Can You Rely on Chance for Community?
January 4, 2018 2023-05-01 18:25Can You Rely on Chance for Community?
When I applied to colleges, I built a spreadsheet that weighed the pros and cons of every school I was considering. Out of the 13 categories, not a single category weighed the impact of the school’s community on my spiritual well-being. I assumed that I could get my needs met elsewhere.
As a result, when I started my college education, my spiritual and academic communities were separate from each other. I learned about chemistry in one place with one set of people and about how to live the Kingdom life in another setting, with different people. At first, this arrangement seemed to work fine, but halfway through my freshman year, I began to realize the extent to which my peers and my professors were shaping me. I remember sitting in my living room discussing the prison industrial complex or global poverty with my parents (the details escape me at this point) and suddenly realizing that I had been repeating a lecture given by one of my political science professors, almost point by point. The shock didn’t come so much from what I was arguing, but more from where the argument was coming from.
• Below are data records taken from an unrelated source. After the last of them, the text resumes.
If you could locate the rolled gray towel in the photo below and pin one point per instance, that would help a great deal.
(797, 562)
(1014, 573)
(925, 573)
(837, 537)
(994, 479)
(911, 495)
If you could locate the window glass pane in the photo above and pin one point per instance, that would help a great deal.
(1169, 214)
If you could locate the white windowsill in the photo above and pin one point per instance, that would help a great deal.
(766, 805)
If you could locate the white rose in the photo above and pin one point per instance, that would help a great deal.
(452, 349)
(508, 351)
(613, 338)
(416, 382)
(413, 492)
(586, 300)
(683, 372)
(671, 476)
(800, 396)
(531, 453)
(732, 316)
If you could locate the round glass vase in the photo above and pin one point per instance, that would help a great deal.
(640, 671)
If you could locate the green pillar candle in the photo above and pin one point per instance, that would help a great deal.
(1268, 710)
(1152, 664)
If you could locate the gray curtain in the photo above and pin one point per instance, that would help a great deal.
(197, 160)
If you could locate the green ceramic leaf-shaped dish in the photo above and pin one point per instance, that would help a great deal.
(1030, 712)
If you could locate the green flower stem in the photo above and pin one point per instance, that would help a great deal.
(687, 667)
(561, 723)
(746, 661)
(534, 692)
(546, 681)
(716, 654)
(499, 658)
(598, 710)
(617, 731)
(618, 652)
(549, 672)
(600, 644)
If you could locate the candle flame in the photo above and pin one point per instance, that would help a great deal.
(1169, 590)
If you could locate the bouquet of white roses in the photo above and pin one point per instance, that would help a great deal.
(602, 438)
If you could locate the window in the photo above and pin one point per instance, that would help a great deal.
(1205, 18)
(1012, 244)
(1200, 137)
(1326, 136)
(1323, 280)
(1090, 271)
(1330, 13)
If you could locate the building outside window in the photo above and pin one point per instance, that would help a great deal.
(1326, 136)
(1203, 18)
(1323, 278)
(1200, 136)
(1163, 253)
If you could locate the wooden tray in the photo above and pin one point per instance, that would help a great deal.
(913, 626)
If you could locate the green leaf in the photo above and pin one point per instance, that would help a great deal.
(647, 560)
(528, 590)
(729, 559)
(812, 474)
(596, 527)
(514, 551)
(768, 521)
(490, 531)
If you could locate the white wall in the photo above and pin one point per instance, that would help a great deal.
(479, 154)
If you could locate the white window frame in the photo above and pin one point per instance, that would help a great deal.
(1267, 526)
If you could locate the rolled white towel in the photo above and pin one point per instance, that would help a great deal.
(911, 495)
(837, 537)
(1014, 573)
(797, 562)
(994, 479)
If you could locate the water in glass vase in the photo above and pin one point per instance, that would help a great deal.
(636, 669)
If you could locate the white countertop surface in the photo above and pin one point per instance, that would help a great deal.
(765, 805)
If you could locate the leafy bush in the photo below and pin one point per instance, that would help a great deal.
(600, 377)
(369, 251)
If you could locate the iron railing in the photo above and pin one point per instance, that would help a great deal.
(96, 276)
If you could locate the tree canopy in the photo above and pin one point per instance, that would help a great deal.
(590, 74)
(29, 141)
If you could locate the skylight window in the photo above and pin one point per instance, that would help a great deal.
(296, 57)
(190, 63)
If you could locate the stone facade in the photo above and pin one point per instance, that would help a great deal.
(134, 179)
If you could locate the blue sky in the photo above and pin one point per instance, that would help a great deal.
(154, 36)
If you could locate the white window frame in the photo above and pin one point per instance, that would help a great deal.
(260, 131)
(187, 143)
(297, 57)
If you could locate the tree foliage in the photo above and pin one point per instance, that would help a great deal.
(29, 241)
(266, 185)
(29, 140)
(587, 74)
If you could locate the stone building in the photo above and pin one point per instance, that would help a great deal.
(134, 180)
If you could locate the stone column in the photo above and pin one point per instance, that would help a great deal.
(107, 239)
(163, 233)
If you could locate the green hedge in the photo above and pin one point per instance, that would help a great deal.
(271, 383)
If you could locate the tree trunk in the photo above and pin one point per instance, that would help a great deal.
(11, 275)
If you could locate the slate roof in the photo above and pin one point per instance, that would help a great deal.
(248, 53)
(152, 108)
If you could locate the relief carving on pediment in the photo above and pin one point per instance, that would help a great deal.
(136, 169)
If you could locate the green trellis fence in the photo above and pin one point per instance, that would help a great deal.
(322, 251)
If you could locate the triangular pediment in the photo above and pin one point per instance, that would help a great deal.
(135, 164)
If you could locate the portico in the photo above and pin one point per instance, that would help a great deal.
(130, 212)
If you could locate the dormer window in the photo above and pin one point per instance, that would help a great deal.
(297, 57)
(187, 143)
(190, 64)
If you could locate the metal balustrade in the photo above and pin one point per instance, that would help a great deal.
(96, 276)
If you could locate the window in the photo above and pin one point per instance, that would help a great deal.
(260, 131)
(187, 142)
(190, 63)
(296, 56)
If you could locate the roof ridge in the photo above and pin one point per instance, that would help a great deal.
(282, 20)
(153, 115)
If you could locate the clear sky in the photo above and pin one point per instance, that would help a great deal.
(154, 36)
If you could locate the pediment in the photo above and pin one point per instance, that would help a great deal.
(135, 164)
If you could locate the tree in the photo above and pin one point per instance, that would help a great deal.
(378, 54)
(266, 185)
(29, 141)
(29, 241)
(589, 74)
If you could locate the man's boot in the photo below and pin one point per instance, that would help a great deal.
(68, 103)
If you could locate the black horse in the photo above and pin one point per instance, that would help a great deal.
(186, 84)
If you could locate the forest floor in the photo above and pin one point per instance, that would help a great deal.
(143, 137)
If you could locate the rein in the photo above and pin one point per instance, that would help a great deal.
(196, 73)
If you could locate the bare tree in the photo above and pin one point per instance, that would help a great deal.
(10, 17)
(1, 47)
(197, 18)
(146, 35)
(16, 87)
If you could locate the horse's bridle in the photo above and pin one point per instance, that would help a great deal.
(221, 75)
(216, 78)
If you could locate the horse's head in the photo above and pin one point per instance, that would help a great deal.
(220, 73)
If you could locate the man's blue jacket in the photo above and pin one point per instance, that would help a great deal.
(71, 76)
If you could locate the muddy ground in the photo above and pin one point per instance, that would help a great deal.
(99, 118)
I realized that my new environment had molded my way of understanding the world without my acknowledgment or my consent. It turns out that the people you spend the majority of your time with actually do shape you.
This will be true of any community you join, whether it’s a church or a club, a Christian college or a secular one. Any institution that holds strong beliefs, stated or otherwise, will encourage those beliefs in its members. To be aware of this when going to college allows you to have a say in the type of community that will shape you. If you’re unaware of the power of community, you may be surprised at who you become. Proverbs 13:20 says that “whoever walks with the wise becomes wise, but the companion of fools will suffer harm.” Our companions don’t leave our characters alone, but instead have an active role in shaping who we become, what we honor, and how we treat God and the people created in His image. Thankfully, the impact of a community doesn’t always have to be negative–by walking with the wise, we can grow in wisdom–but the fact that its influence is so pervasive should guide our decision-making when it comes to choosing where to spend the next four years of our lives.
Deciding where to go to college is a huge decision for a multitude of reasons–you have to weigh cost, the quality of the education, the majors and programs offered and whether or not a school provides training that will help you to do God’s work. It can be easy to get caught up in all of these other important factors and forget the power of community. But the community that you surround yourself with has the potential to have the most significant influence on the shape your life will take.